VBox(children=(HTML(value='<h2>GatewayCluster</h2>'), HBox(children=(HTML(value='\n<div>\n<style scoped>\n    …

### This cell is according to https://gist.github.com/rabernat/4cc2eca3868abda7ddf89ed10f8007fb, how you get .to_zarr to run on the cluster. Currently it throws an error because gcfs_auth.tokens comes back an empty dict, when I think it should have some entries 

In [7]:
gcfs_auth = gcsfs.GCSFileSystem(project='ldeo-glaciology', token='../secrets/ldeo-glaciology-bc97b12df06b.json')
token = gcfs_auth.tokens[('ldeo-glaciology', 'full_control')]
gcfs_w_token = gcsfs.GCSFileSystem(project='ldeo-glaciology', token=token)
gcsmap = gcsfs.GCSMap('gs://ldeo-glaciology/temp/bm_small4.zarr', gcs=gcfs_w_token)
ds.to_zarr(gcsmap)

KeyError: ('ldeo-glaciology', 'full_control')

### Trying to load the full dataset into zarr fails on the largest version of ooi.pangeo.io, but on the larger https://us-central1-b.gcp.pangeo.io/ it works. 

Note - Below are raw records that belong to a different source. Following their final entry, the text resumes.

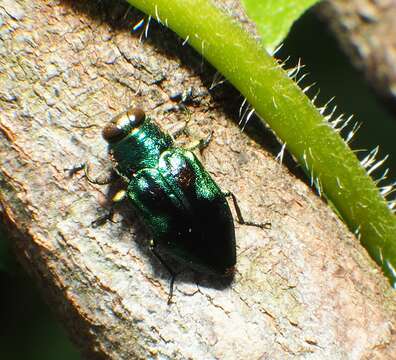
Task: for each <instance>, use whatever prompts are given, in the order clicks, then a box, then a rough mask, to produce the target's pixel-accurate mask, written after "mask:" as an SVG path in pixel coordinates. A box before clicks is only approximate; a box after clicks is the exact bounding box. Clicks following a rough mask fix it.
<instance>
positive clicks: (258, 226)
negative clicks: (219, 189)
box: [223, 191, 271, 229]
mask: <svg viewBox="0 0 396 360" xmlns="http://www.w3.org/2000/svg"><path fill="white" fill-rule="evenodd" d="M223 194H224V196H225V197H230V196H231V198H232V202H233V204H234V208H235V211H236V214H237V219H238V222H239V223H240V224H241V225H248V226H256V227H259V228H261V229H270V228H271V223H270V222H266V223H256V222H253V221H246V220H245V219H244V218H243V216H242V212H241V208H240V207H239V205H238V201H237V198H236V196H235V195H234V194H233V193H232V192H231V191H227V192H225V193H223Z"/></svg>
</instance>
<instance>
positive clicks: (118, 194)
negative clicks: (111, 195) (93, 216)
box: [91, 190, 126, 228]
mask: <svg viewBox="0 0 396 360" xmlns="http://www.w3.org/2000/svg"><path fill="white" fill-rule="evenodd" d="M125 197H126V191H125V190H119V191H117V193H116V194H115V195H114V196H113V198H112V199H111V201H112V204H111V208H110V210H109V211H108V212H107V213H106V214H104V215H103V216H100V217H98V218H97V219H96V220H94V221H92V222H91V226H92V227H93V228H96V227H98V226H101V225H103V224H105V223H106V222H107V221H111V222H113V216H114V204H116V203H118V202H120V201H122V200H124V199H125Z"/></svg>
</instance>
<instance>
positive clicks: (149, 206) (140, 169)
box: [86, 108, 267, 301]
mask: <svg viewBox="0 0 396 360" xmlns="http://www.w3.org/2000/svg"><path fill="white" fill-rule="evenodd" d="M103 137H104V139H105V140H106V141H107V142H108V143H109V153H110V156H111V158H112V160H113V162H114V169H115V171H116V173H117V174H118V175H119V176H120V177H121V178H122V179H123V180H124V181H125V183H126V184H127V190H126V197H127V198H128V199H129V200H130V201H131V202H132V203H133V205H134V207H135V208H136V209H137V210H138V211H139V212H140V214H141V215H142V218H143V220H144V222H145V223H146V225H147V226H148V228H149V229H150V230H151V233H152V236H153V241H152V242H151V250H152V251H153V253H154V254H155V255H156V256H157V258H158V259H159V260H160V261H161V263H162V264H163V265H164V266H165V267H166V268H167V270H168V271H169V272H170V274H171V276H172V278H171V283H170V293H169V299H168V301H170V299H171V298H172V292H173V282H174V279H175V273H174V272H173V271H172V269H171V268H170V267H169V266H168V265H167V264H166V262H165V261H164V260H163V259H162V258H161V256H160V255H159V253H158V252H157V248H161V249H162V250H163V252H165V253H167V254H169V255H171V256H172V257H173V258H175V259H176V260H178V261H179V262H181V263H184V264H186V265H188V266H189V267H190V268H192V269H195V270H198V271H200V272H205V273H210V274H215V275H221V276H232V275H233V273H234V267H235V264H236V249H235V229H234V222H233V218H232V214H231V211H230V208H229V206H228V203H227V201H226V196H228V195H230V196H232V199H233V202H234V205H235V209H236V213H237V216H238V221H239V222H240V223H242V224H246V225H254V226H259V227H266V226H267V224H265V225H260V224H255V223H252V222H246V221H244V220H243V218H242V215H241V212H240V209H239V207H238V204H237V203H236V198H235V196H234V195H233V194H232V193H223V192H222V191H221V190H220V188H219V187H218V186H217V184H216V183H215V182H214V180H213V179H212V178H211V177H210V175H209V174H208V172H207V171H206V170H205V169H204V167H203V166H202V164H201V163H200V162H199V160H198V159H197V158H196V156H195V155H194V154H193V153H192V152H191V151H189V150H186V149H182V148H179V147H175V146H174V144H173V140H172V138H171V137H170V136H169V135H168V134H165V133H163V132H162V131H161V130H160V129H159V127H158V126H157V125H156V124H155V123H154V122H153V121H151V119H150V118H148V117H146V115H145V113H144V112H143V111H142V110H141V109H138V108H131V109H129V110H128V111H126V112H125V113H123V114H121V115H119V116H117V117H115V118H114V119H113V120H112V122H111V123H109V124H108V125H107V126H106V127H105V128H104V130H103ZM86 170H87V169H86ZM86 174H87V172H86ZM87 177H88V174H87ZM88 178H89V177H88Z"/></svg>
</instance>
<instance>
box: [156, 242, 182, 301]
mask: <svg viewBox="0 0 396 360" xmlns="http://www.w3.org/2000/svg"><path fill="white" fill-rule="evenodd" d="M150 250H151V252H152V253H153V255H154V256H155V257H156V258H157V259H158V261H159V262H160V263H161V264H162V266H163V267H164V268H165V269H166V270H167V271H168V272H169V274H170V276H171V278H170V282H169V296H168V301H167V302H168V305H170V304H171V302H172V297H173V286H174V284H175V279H176V276H177V274H176V272H175V271H173V269H172V268H171V267H170V266H169V265H168V264H167V263H166V261H165V260H164V259H163V258H162V256H161V255H160V254H159V253H158V252H157V249H156V248H155V244H154V241H151V243H150Z"/></svg>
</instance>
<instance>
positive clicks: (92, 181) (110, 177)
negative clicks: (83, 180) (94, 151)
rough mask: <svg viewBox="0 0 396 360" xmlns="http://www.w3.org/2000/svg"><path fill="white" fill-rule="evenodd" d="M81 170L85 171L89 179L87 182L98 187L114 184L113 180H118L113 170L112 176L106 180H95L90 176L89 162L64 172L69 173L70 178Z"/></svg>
mask: <svg viewBox="0 0 396 360" xmlns="http://www.w3.org/2000/svg"><path fill="white" fill-rule="evenodd" d="M81 170H83V171H84V176H85V177H86V178H87V180H88V181H89V182H90V183H92V184H96V185H108V184H110V183H111V182H113V180H114V179H115V178H116V172H115V171H114V170H112V172H111V174H110V175H109V176H107V177H106V178H102V179H99V178H93V177H92V176H91V175H90V165H89V163H88V162H85V163H81V164H79V165H76V166H74V167H72V168H71V169H64V171H68V172H69V176H73V175H74V174H77V173H78V172H80V171H81Z"/></svg>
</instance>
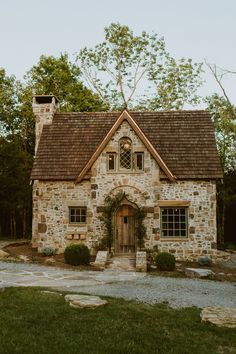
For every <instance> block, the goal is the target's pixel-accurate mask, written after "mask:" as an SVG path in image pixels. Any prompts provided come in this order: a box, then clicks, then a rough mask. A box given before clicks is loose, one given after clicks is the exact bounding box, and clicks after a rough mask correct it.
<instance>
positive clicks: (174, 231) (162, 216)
mask: <svg viewBox="0 0 236 354" xmlns="http://www.w3.org/2000/svg"><path fill="white" fill-rule="evenodd" d="M181 209H183V210H185V212H184V214H181V211H180V210H181ZM164 210H169V211H170V210H172V211H173V213H172V214H171V213H168V212H167V214H166V217H167V220H166V221H163V211H164ZM175 210H179V213H178V215H176V214H175ZM188 214H189V208H188V206H182V205H180V206H160V233H161V238H163V239H176V238H178V239H187V238H188V219H189V218H188ZM164 216H165V215H164ZM177 217H178V218H177ZM182 217H184V220H181V219H182ZM169 218H170V220H169ZM176 219H177V220H176ZM183 223H184V224H185V227H184V228H182V226H180V228H176V224H177V225H181V224H183ZM163 224H166V225H167V226H166V228H164V229H163ZM170 225H172V226H173V227H171V228H170V227H169V226H170ZM163 231H166V232H167V234H166V235H164V234H163ZM177 231H179V232H178V234H176V233H177ZM183 231H184V235H182V234H181V233H182V232H183Z"/></svg>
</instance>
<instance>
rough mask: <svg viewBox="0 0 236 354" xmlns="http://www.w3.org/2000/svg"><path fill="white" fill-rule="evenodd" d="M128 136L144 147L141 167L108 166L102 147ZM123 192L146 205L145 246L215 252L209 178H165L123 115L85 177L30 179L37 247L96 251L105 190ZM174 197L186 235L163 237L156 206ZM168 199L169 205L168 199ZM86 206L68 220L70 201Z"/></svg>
mask: <svg viewBox="0 0 236 354" xmlns="http://www.w3.org/2000/svg"><path fill="white" fill-rule="evenodd" d="M122 137H128V138H129V139H131V141H132V149H133V152H143V153H144V170H143V171H129V172H126V171H122V172H121V171H114V172H111V171H108V170H107V153H108V152H114V153H116V154H117V156H118V154H119V140H120V139H121V138H122ZM119 192H122V193H125V195H126V196H127V198H128V200H129V201H130V202H131V203H134V204H136V205H137V206H139V207H143V208H145V210H146V211H147V214H146V218H145V220H144V224H145V226H146V230H147V237H146V239H145V248H146V249H152V248H153V247H154V246H156V247H157V248H158V249H159V250H160V251H168V252H171V253H172V254H174V255H175V257H176V259H177V260H181V259H189V260H197V258H198V257H199V256H201V255H208V256H210V257H212V258H214V257H216V256H217V251H216V250H215V249H214V248H215V245H216V186H215V182H214V181H201V180H188V181H187V180H186V181H183V180H180V181H178V180H177V181H176V182H170V181H169V180H168V178H167V177H166V176H165V175H164V174H163V171H161V170H160V168H159V166H158V165H157V163H156V161H155V160H154V159H153V157H152V156H151V154H150V153H149V151H148V150H147V149H146V147H145V146H144V144H143V143H142V142H141V140H140V139H139V137H138V136H137V135H136V134H135V132H134V131H133V130H132V128H131V127H130V125H129V124H128V122H127V121H124V122H123V123H122V124H121V126H120V127H119V128H118V130H117V131H116V132H115V134H114V135H113V137H112V139H111V140H110V142H109V143H108V145H107V146H106V147H105V149H104V150H103V152H102V153H101V155H100V156H99V157H98V159H97V160H96V161H95V162H94V164H93V166H92V168H91V173H90V175H89V176H88V178H87V179H86V180H83V181H82V182H80V183H78V184H76V183H75V182H73V181H39V180H35V181H34V185H33V238H32V244H33V246H34V247H38V250H39V252H40V251H42V249H43V248H44V247H48V246H49V247H53V248H55V250H56V252H57V253H62V252H63V251H64V248H65V247H66V245H68V244H70V243H79V242H83V243H85V244H86V245H87V246H88V247H89V248H90V249H91V251H92V253H94V254H96V247H97V246H98V243H99V240H100V239H101V238H102V237H103V235H104V228H103V224H102V222H101V221H100V216H101V210H102V208H103V207H104V201H105V198H106V197H107V196H108V195H116V194H117V193H119ZM163 202H165V203H168V202H170V203H172V204H173V202H174V203H177V204H175V205H177V206H178V202H179V203H180V205H186V206H187V207H188V237H186V238H171V239H170V238H169V239H168V238H165V237H162V235H161V232H160V207H161V205H163ZM172 204H171V205H172ZM76 206H85V207H86V208H87V219H86V223H84V224H70V223H69V207H76Z"/></svg>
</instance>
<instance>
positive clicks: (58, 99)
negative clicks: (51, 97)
mask: <svg viewBox="0 0 236 354" xmlns="http://www.w3.org/2000/svg"><path fill="white" fill-rule="evenodd" d="M25 81H26V87H27V89H28V90H29V88H30V89H31V91H32V93H33V94H38V95H55V96H57V98H58V100H59V102H60V107H61V110H63V111H70V112H71V111H75V112H80V111H81V112H83V111H100V110H103V109H104V106H103V105H102V102H101V100H100V99H99V97H98V95H96V94H94V93H93V92H92V91H91V90H89V89H88V88H87V87H85V86H84V85H83V84H82V82H81V78H80V69H79V68H78V67H77V65H76V64H74V63H72V62H71V61H70V60H69V58H68V54H67V53H64V54H61V55H60V56H59V57H58V58H56V57H54V56H44V55H42V56H41V57H40V59H39V62H38V63H37V64H36V65H34V66H33V67H32V68H31V69H30V70H29V71H28V72H27V74H26V75H25Z"/></svg>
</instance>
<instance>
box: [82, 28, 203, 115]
mask: <svg viewBox="0 0 236 354" xmlns="http://www.w3.org/2000/svg"><path fill="white" fill-rule="evenodd" d="M77 62H78V66H79V68H80V70H81V72H82V75H83V78H84V80H85V82H86V83H87V84H88V85H89V87H90V88H91V89H93V90H94V91H95V92H96V93H97V94H98V95H99V97H100V98H101V100H102V101H103V103H104V104H105V105H106V106H109V107H110V109H113V110H114V109H120V108H123V107H129V108H134V107H138V108H139V109H140V108H141V109H180V108H182V107H183V105H184V104H185V103H191V104H194V103H196V102H197V99H198V97H197V95H196V90H197V88H198V86H199V85H200V84H201V79H200V73H201V64H193V63H192V61H191V60H190V59H187V60H185V59H181V60H180V61H179V62H177V61H176V60H175V59H173V58H171V56H170V55H169V54H168V52H167V51H166V48H165V42H164V39H163V38H161V37H159V36H158V35H157V34H156V33H153V34H151V35H150V34H148V33H147V32H145V31H143V32H142V33H141V35H139V36H136V35H134V33H133V31H131V30H130V29H129V27H128V26H122V25H120V24H119V23H112V24H111V25H110V26H109V27H106V28H105V41H104V42H102V43H100V44H98V45H96V46H95V48H94V49H88V48H86V47H85V48H84V49H82V50H81V51H80V52H79V54H78V56H77ZM145 90H146V91H147V90H148V92H149V93H148V95H147V94H145Z"/></svg>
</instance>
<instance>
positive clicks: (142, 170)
mask: <svg viewBox="0 0 236 354" xmlns="http://www.w3.org/2000/svg"><path fill="white" fill-rule="evenodd" d="M133 155H134V168H135V171H144V152H143V151H135V152H134V154H133ZM138 155H141V157H142V168H141V169H140V168H138V164H137V157H138Z"/></svg>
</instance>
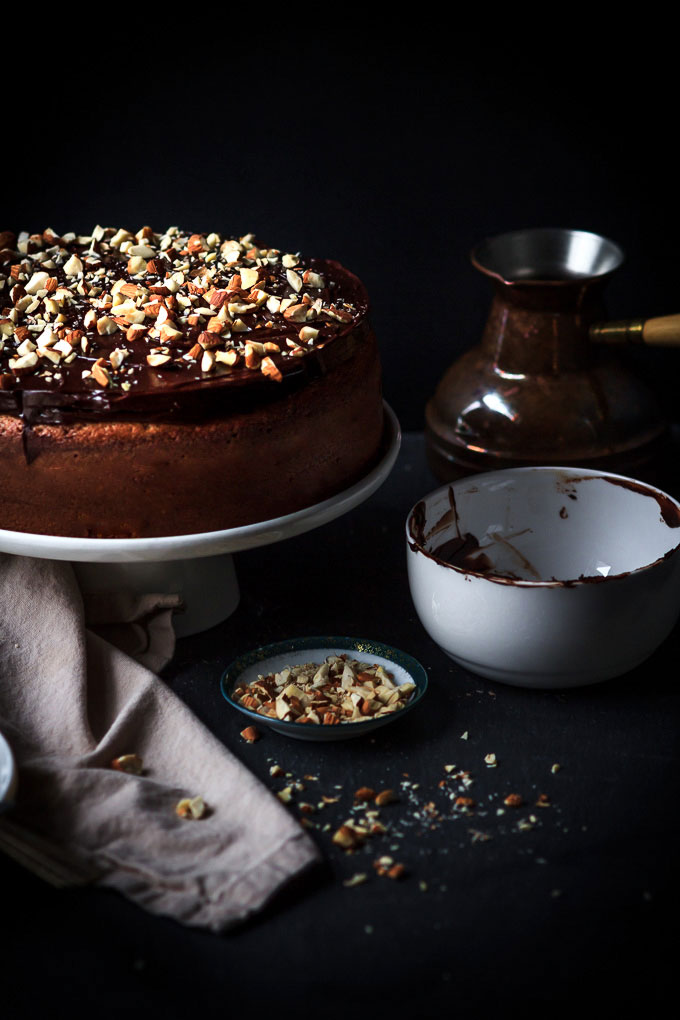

## In neither case does it appear to use the cluster to do the computation, meaning that the whole dataset has to be loaded to the notebook server, causing it to crashs unless we use a large machine. 

In [7]:
bm_mapper = fsspec.get_mapper('gs://ldeo-glaciology/bedmachine/bm.zarr', mode='ab',
                            token='../secrets/ldeo-glaciology-bc97b12df06b.json')
bm.to_zarr(bm_mapper, mode='w');

In [10]:
bm_reloaded = xr.open_zarr(bm_mapper)  
bm_reloaded.identical(bm)

True

In [15]:
cluster.shutdown()

distributed.client - ERROR - Failed to reconnect to scheduler after 10.00 seconds, closing client
_GatheringFuture exception was never retrieved
future: <_GatheringFuture finished exception=CancelledError()>
asyncio.exceptions.CancelledError


## How to get .to_zarr to use the cluster?